Limpeza semi manual da azeitona colhida

A campanha da azeitona este ano, em termos de maturação da azeitona da campanha 2018-2019 está atrasada cerca de 2 semanas em realção a 2017-2018. Não é um ano de muita produção, mas as oliveiras apresentam fruto são, não picado pela mosca ou atacado pela gafa, o que se traduz em excelente azeite. Numa ronda pelo Lagar do Freixial – Explazeite e pelo lagar do Eraldo na Avecasta, ambos no concelho de Ferreira do Zêzere, a “funda” ou seja o azeite por 100 Kg de azeitona madura cifrava-se nos 12% e com acidez abaixo dos 4 décimos e as cotações mais frequentes do azeite, variavam entre o mínimo de 4,00€/litro e o máximo de 5,00€/litro. A nível nacional seguramente que vai haver menos azeite produzido e, referindo-nos aos dados do Instituto Nacional de Estatística, no continente, a produção de azeitona para azeite foi em 2017 de 595 mil toneladas, e grande parte deste volume produzido é exportado, pois produzimos um dos melhores azeites do mundo, como provam os concurso internacionais em prova cega.

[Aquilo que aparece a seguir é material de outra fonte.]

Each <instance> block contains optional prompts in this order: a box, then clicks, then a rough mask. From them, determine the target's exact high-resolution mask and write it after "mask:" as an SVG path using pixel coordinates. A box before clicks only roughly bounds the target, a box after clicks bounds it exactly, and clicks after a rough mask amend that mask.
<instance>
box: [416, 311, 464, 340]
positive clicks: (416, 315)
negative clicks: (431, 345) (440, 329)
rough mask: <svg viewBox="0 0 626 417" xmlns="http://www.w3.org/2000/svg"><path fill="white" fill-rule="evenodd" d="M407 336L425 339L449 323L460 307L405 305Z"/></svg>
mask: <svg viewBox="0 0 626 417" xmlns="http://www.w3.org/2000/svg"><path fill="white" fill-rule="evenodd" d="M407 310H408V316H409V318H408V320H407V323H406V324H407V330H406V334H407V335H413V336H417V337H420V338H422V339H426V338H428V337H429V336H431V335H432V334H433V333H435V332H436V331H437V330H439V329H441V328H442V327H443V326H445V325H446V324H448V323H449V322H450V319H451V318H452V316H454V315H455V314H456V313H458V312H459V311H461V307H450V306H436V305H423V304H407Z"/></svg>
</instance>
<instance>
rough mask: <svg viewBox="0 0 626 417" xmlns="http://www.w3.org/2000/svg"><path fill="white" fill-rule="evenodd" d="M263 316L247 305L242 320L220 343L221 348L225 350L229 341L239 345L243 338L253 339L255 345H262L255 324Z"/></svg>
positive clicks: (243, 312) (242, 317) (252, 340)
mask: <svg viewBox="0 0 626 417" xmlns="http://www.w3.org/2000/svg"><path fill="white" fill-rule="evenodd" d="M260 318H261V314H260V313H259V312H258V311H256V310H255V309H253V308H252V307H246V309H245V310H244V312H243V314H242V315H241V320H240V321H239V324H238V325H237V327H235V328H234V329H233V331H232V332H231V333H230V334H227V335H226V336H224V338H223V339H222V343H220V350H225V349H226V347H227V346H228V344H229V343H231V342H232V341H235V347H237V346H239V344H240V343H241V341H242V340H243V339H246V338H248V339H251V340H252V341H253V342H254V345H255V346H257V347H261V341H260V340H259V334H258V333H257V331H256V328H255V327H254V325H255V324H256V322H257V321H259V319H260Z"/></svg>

Modernos lagares de azeite das centenas que existem em Portugal e que vieram substituir os lagares tradicionais por exigências da UE, os lagares de capachos e ceiras. Na foto um dos lagares existentes no concelho de Ferreira do Zêzere

O setor do azeite em Portugal conheceu na última década um crescimento notável. Impulsionado por um investimento massivo que conduziu a uma enorme revitalização – não só ao nível da produção mas também ao nível da qualidade do produto, da sua apresentação e comercialização – este setor tradicional da agricultura portuguesa tem apresentado elevadas taxas de crescimento ao longo de toda a cadeia de valor.

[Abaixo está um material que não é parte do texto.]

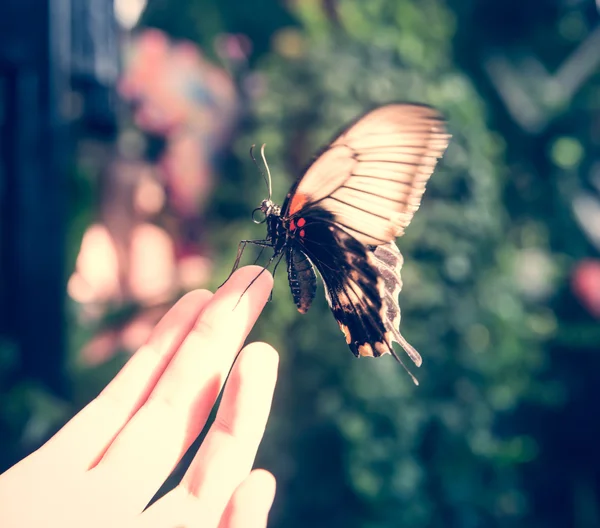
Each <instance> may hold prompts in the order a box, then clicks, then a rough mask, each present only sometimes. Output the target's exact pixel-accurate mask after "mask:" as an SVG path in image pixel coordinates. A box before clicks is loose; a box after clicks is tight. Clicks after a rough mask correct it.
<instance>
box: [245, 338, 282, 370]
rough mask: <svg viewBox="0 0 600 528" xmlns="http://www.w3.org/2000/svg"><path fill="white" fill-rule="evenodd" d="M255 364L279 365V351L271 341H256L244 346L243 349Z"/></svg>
mask: <svg viewBox="0 0 600 528" xmlns="http://www.w3.org/2000/svg"><path fill="white" fill-rule="evenodd" d="M242 353H243V355H244V356H246V357H247V358H248V359H249V360H250V361H251V362H252V363H253V364H260V365H265V364H275V366H277V365H279V353H278V352H277V350H275V348H273V347H272V346H271V345H269V343H265V342H264V341H255V342H253V343H250V344H248V345H246V346H245V347H244V350H243V351H242ZM257 356H258V357H257ZM248 359H247V360H246V361H248Z"/></svg>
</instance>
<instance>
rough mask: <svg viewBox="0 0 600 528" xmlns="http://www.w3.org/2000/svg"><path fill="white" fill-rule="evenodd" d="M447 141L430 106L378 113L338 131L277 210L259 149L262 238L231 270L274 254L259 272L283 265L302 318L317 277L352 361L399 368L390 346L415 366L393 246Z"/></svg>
mask: <svg viewBox="0 0 600 528" xmlns="http://www.w3.org/2000/svg"><path fill="white" fill-rule="evenodd" d="M450 137H451V136H450V134H448V133H447V131H446V127H445V120H444V119H443V118H442V116H441V115H440V114H439V113H438V111H437V110H435V109H434V108H432V107H430V106H426V105H419V104H388V105H385V106H380V107H378V108H376V109H374V110H372V111H370V112H368V113H366V114H364V115H362V116H361V117H359V118H358V119H356V120H355V121H354V122H353V123H351V124H350V125H348V126H346V127H345V128H344V129H342V132H341V133H340V134H339V135H338V136H337V137H335V139H334V140H333V141H332V142H331V143H330V144H329V145H328V146H326V147H325V148H324V149H323V150H322V151H321V153H320V155H318V156H317V157H316V159H315V160H314V161H313V162H312V163H311V164H310V165H309V167H308V168H307V170H306V171H305V172H304V174H303V175H302V176H301V177H300V178H299V179H298V180H297V181H296V182H295V183H294V185H293V186H292V188H291V189H290V191H289V192H288V194H287V196H286V198H285V201H284V203H283V206H282V207H279V206H278V205H276V204H275V203H274V202H273V201H272V200H271V194H272V193H271V177H270V172H269V169H268V165H267V164H266V160H265V157H264V145H263V148H262V150H261V154H262V157H263V161H264V162H265V167H266V168H267V174H268V176H269V177H268V179H267V178H266V177H265V179H266V180H267V186H268V188H269V197H268V198H267V199H265V200H263V201H262V203H261V205H260V207H258V208H257V209H255V210H254V212H253V218H254V219H255V222H257V223H263V222H264V223H266V226H267V236H266V238H265V239H264V240H242V241H241V242H240V245H239V247H238V254H237V257H236V261H235V264H234V270H235V269H236V268H237V266H238V265H239V262H240V258H241V255H242V253H243V250H244V248H245V247H246V245H247V244H254V245H257V246H260V247H262V248H271V249H272V250H273V255H272V257H271V258H270V259H269V262H268V264H267V266H266V267H265V269H266V268H267V267H268V266H269V265H270V264H271V263H272V262H273V261H276V265H275V268H276V267H277V265H278V264H279V263H280V262H281V260H282V259H283V257H285V260H286V262H287V273H288V279H289V284H290V288H291V292H292V297H293V299H294V302H295V304H296V306H297V308H298V311H299V312H300V313H306V312H307V311H308V309H309V308H310V306H311V303H312V301H313V299H314V297H315V294H316V289H317V277H316V273H315V268H316V270H317V271H318V272H319V275H320V276H321V278H322V280H323V284H324V286H325V296H326V299H327V302H328V304H329V307H330V308H331V311H332V313H333V316H334V318H335V319H336V321H337V323H338V325H339V327H340V330H341V331H342V333H343V334H344V337H345V339H346V343H347V344H348V346H349V347H350V350H351V351H352V353H353V354H354V355H355V356H356V357H360V356H367V357H379V356H382V355H385V354H391V355H392V356H393V357H394V358H396V360H398V362H400V363H401V364H402V365H403V366H404V367H405V368H406V365H405V364H404V362H403V361H402V359H401V358H400V356H399V355H398V354H397V353H396V352H395V351H394V349H393V347H392V344H393V342H394V341H395V342H397V343H399V344H400V346H401V347H402V348H403V349H404V351H405V352H406V354H407V355H408V356H409V357H410V359H411V360H412V361H413V362H414V364H415V365H416V366H417V367H418V366H420V365H421V363H422V360H421V356H420V355H419V353H418V352H417V351H416V350H415V349H414V348H413V347H412V346H411V345H410V344H409V343H408V342H407V341H406V339H405V338H404V337H403V336H402V334H401V333H400V330H399V325H400V307H399V302H398V294H399V293H400V290H401V288H402V279H401V276H400V270H401V268H402V264H403V257H402V254H401V253H400V250H399V249H398V247H397V246H396V243H395V239H396V238H397V237H399V236H401V235H402V234H403V233H404V230H405V229H406V227H407V226H408V225H409V224H410V222H411V220H412V218H413V215H414V214H415V212H416V211H417V209H418V208H419V205H420V203H421V198H422V196H423V193H424V192H425V186H426V184H427V181H428V180H429V177H430V176H431V174H432V173H433V171H434V168H435V166H436V164H437V162H438V160H439V159H440V158H441V157H442V156H443V154H444V152H445V150H446V148H447V146H448V142H449V140H450ZM258 212H260V213H262V214H263V215H264V217H263V219H262V220H261V221H258V220H257V219H256V216H255V215H256V213H258ZM406 370H407V371H408V372H409V374H410V376H411V377H412V379H413V381H414V382H415V383H417V384H418V382H417V380H416V378H415V377H414V376H413V375H412V374H411V373H410V371H409V370H408V369H407V368H406Z"/></svg>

A produção de azeite em Portugal vai continuar a crescer, o que é expectável em função do investimento que tem sido feito no setor produtivo nos últimos anos. O Alentejo foi a principal região produtora com quase três quartos da produção em 2017. Os números espelham o grande investimento que tem vindo a ser efectuado na zona pelo sector do olival, principalmente no perímetro de rega do Alqueva. Aliás, desde 2009 que o Alentejo passou a produzir mais de metade do azeite nacional. Mas isto falando na indústria do sector, havendo ainda milhares de hectares de olivais que são tradicionais e de agricultura doméstica. Nesta altura e antes do mês de Dezembro, na região Centro e Beiras a apanha da azeitona já está concluída, com a qual se produziu o azeite que estará na mesa da consoada, o azeite novo, com o seu travo característico a um “verde” e assim esperando a próxima colheita!